DeMarcus Hughes is 'clowning for life.'

Lauren Jeziorski

DeMarcus Hughes takes his job seriously, but you wouldn't notice it. As his alter ego, Smiley the Hip Hop Clown, it's all about good times, laughs and crafting the best balloon shapes in Detroit. Hughes wasn't always so dedicated. In fact, back in high school he didn't take it too seriously and wound up with a 0.6 GPA with unsuccessful stints at Southeastern High School and Henry Ford. The Detroit native moved with his great aunt to Fairview, Michigan and, at Fairview High School, Hughes eventually raised his GPA to 3.0 – often higher.

After graduation, he enlisted in the Navy, an experience that helped to shape the future entertainer, and led him to New York. "That was the beginning of me learning more about myself," Hughes says. There, he trained as an interior communications technician but felt himself drawn to the familiar patterns of his youth – this time, the positive stuff, such as rapping, dancing and "competitive speaking." After two years of service – from 1991 to 1993 – Hughes decided to leave New York and return to Detroit with a very specific mission: He was going to give back. But how?

He started his business as a motivational speaker and a magician; he also threw in some landscaping for good measure. Then, someone suggested he should be a clown for the express reason of reaching more children.
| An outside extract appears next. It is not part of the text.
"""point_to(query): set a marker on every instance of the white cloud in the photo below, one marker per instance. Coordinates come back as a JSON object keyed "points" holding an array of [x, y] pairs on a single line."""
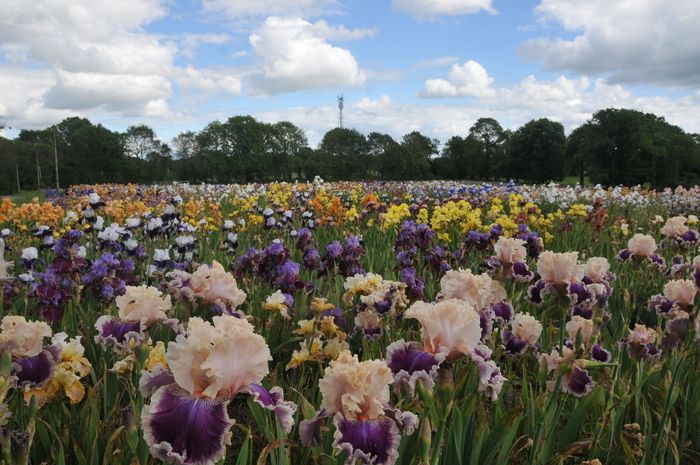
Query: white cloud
{"points": [[327, 31], [94, 36], [191, 42], [294, 56], [82, 91], [261, 8], [21, 94], [94, 57], [208, 80], [427, 9], [467, 80], [569, 101], [641, 41], [436, 62]]}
And, for Hughes, that made perfect sense. "I started doing motivational shows and birthday parties," Hughes says. That was the beginning of Smiley the Clown Company and of course, Smiley the Hip Hop Clown. "Growing up I always smiled," Hughes says about the origins of the character. "People always called me Kool-Aid, like the Kool-Aid commercial. I used Smiley because I smile a lot."

But Hughes' clown knowledge was limited to the circuses he'd attended as a kid. He hit the books and learned as much as he could about clowns and landed on what he wanted Smiley the Hip Hop Clown to be. Mostly, that would include rapping, dancing, magic tricks, balloons, face painting and even working the crowd as a DJ. It's been 25 years. Today, you'll find Smiley in Detroit schools, private parties and at the annual Metro Detroit Youth Day, which takes place in July at Belle Isle.

"Interaction is very key, very important," he says. "The whole audience becomes Team Smiley. We become one with each other. It's not just a Smiley show. They are a part of the show, as well." And if you're really lucky, you might get a chance to see the Smiley Mobile with the spinning rims. "I drive my Smiley Mobile all the time," Hughes says. "To me, it's not a job – I can do this for free. I tell people that I'm clowning for life. I keep the kids entertained. It keeps me in shape, youthful as well."